Connect is still my one word but if I could pick another, my one word would be “hope.” I think people need hope. My fear is people leave church services feeling guilty rather than feeling hopeful. My sense is they leave gritting their teeth promising both themselves and God they are going to “try” harder to get better. Trying versus trusting is probably the catalyst for these people’s chronic failure if that makes sense? I didn’t try to marry Jennifer, I married Jennifer. We don’t try to follow Jesus, we trust in a grace-based relationship. Therefore we can follow Jesus.
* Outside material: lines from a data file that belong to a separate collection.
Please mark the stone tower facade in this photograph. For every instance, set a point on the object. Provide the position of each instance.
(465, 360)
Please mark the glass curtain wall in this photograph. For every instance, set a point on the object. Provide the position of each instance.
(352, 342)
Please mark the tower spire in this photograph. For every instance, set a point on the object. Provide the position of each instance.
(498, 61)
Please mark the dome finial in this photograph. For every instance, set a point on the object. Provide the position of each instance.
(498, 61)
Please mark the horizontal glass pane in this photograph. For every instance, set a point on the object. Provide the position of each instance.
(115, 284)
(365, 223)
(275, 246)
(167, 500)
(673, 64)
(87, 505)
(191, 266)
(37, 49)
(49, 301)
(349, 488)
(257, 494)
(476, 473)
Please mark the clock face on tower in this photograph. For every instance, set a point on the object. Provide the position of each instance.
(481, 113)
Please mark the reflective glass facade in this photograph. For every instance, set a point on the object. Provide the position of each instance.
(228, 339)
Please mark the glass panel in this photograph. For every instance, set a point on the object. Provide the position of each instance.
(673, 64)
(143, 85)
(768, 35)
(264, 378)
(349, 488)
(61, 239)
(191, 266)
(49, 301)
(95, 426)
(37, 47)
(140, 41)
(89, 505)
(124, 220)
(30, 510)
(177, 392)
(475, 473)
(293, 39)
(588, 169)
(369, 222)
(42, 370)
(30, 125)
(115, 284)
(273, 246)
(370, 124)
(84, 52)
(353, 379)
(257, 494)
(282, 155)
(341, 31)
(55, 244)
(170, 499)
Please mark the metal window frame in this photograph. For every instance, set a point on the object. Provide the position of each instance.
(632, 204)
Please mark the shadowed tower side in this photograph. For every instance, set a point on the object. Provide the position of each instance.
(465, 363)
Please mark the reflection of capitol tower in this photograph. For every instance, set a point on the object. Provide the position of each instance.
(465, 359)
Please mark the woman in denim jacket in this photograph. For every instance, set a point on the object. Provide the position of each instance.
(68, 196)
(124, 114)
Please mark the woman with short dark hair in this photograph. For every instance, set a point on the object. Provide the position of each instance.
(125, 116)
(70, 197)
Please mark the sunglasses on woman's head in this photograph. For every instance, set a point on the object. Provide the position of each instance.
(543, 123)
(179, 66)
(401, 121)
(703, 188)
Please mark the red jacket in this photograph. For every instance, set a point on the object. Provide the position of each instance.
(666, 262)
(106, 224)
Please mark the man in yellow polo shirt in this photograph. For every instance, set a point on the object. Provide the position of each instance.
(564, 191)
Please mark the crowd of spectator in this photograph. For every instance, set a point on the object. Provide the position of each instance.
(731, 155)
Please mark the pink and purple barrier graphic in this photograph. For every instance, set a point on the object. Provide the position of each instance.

Listen, God likes me and He likes you and we can’t do anything about it. I heard a friend of mine say we can’t disappoint God because He is all-knowing. God has seen me naked, He has seen me at my worst and at my best and to be honest He’s not impressed. What I’m saying is if we can’t disappoint the Father we can’t impress Him either. Does this mean we should stop working the bake sale on Saturdays in front of Walmart to raise funds for our youth group’s mission trip? Ha, you wished - no, it means we should fall in love with Jesus and stop being fake. It means we should stop being a prideful runaway when we fail and come back home so we can warm our hands by the fire, He's there you know, and He's waiting for us.
There's a story about a family with two little boys, and they were walking on the beach collecting seashells. They had found only fragments, just bits and pieces of shells and then they saw a starfish floating in the shallow water. One of the little boys decided to go get the starfish, and his mother and father encouraged it but every time the boy got about halfway there he would run back to the shore. Finally, the parents said, “Buddy, go get it, you can do it!” The little boy replied, “I can’t. My hands are full of seashells.” I wonder if that’s a picture of most of us, holding tight to a fragmented life rather than the hopeful life God has planned for us? He told me to tell you that.